To solve the problem of two charged particles moving in a magnetic field, we need to analyze their motion separately, taking into account their charges, masses, and the angle at which they are projected. Let's break this down step by step.
Understanding the Motion of Charged Particles in a Magnetic Field
When a charged particle moves through a magnetic field, it experiences a magnetic force that acts perpendicular to both the velocity of the particle and the magnetic field. This force is given by the Lorentz force equation:
F = q(v × B)
where F is the magnetic force, q is the charge of the particle, v is its velocity, and B is the magnetic field.
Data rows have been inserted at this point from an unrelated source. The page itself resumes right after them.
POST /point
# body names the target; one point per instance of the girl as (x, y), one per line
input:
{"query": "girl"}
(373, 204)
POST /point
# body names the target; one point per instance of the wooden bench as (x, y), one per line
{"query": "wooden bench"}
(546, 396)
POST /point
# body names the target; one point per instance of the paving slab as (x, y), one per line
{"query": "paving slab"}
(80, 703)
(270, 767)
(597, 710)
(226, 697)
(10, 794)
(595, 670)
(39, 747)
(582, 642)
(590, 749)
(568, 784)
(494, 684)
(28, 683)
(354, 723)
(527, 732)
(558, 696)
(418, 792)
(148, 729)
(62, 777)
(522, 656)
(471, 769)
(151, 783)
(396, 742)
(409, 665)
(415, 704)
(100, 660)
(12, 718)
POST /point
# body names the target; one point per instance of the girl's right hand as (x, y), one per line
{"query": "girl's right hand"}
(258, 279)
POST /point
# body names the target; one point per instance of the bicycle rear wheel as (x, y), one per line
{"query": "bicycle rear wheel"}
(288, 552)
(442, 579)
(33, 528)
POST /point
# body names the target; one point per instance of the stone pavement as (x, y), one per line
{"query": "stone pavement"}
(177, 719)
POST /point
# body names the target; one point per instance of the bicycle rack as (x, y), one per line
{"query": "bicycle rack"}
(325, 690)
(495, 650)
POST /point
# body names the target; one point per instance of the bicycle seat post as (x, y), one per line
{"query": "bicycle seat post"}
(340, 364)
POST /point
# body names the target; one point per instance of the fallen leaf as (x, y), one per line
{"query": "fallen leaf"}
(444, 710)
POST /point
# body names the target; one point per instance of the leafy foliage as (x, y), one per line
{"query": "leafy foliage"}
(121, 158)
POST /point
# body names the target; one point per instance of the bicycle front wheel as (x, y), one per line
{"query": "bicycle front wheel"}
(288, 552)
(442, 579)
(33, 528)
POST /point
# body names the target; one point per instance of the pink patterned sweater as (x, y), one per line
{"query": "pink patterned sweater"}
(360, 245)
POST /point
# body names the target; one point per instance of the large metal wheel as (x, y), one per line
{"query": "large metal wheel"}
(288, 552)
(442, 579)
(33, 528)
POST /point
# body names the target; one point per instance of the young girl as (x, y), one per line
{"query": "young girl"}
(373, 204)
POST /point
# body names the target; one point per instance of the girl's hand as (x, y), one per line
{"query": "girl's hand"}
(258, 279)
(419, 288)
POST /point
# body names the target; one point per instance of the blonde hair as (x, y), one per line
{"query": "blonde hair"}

Analyzing Each Particle's Motion
We have two particles:
- Particle 1: Charge = +Q, Mass = M
- Particle 2: Charge = -Q, Mass = 2M
Both particles are projected with the same initial velocity v at an angle α to the magnetic field B.
Determining the Radius of Circular Motion
The magnetic force causes the particles to move in circular paths. The radius of the circular motion can be derived from the centripetal force equation:
F = (mv²)/r
Setting the magnetic force equal to the centripetal force, we have:
qvB = (mv²)/r
From this, we can solve for the radius r:
r = (mv)/(qB)
Calculating the Radius for Each Particle
For Particle 1 (+Q, M):
r₁ = (Mv)/(QB)
For Particle 2 (-Q, 2M):
r₂ = (2Mv)/(2QB) = (Mv)/(QB)
Interestingly, both particles have the same radius of circular motion, which is r = (Mv)/(QB).
Time Period of Circular Motion
The time period T for one complete revolution can be calculated using:
T = (2πr)/v
Substituting the radius we found:
T₁ = (2π(Mv)/(QB))/v = (2πM)/(QB) for Particle 1
T₂ = (2π(Mv)/(QB))/v = (2πM)/(QB) for Particle 2
Both particles have the same time period, which means they will complete their circular paths in the same amount of time.
Finding the Distance from the Projection Point
Since both particles have the same radius and time period, they will meet again after one complete revolution. The distance from the point of projection to the point where they meet again is equal to the circumference of the circular path:
Distance = 2πr
Substituting the radius:
Distance = 2π(Mv)/(QB)
Final Result
Thus, the distance from the point of projection where the two particles will meet again for the first time is:
Distance = (2πMv)/(QB)}
This result shows how the interplay of charge, mass, and the magnetic field influences the motion of charged particles, leading them to meet at a specific distance after being projected. Understanding these principles is crucial in fields like electromagnetism and particle physics.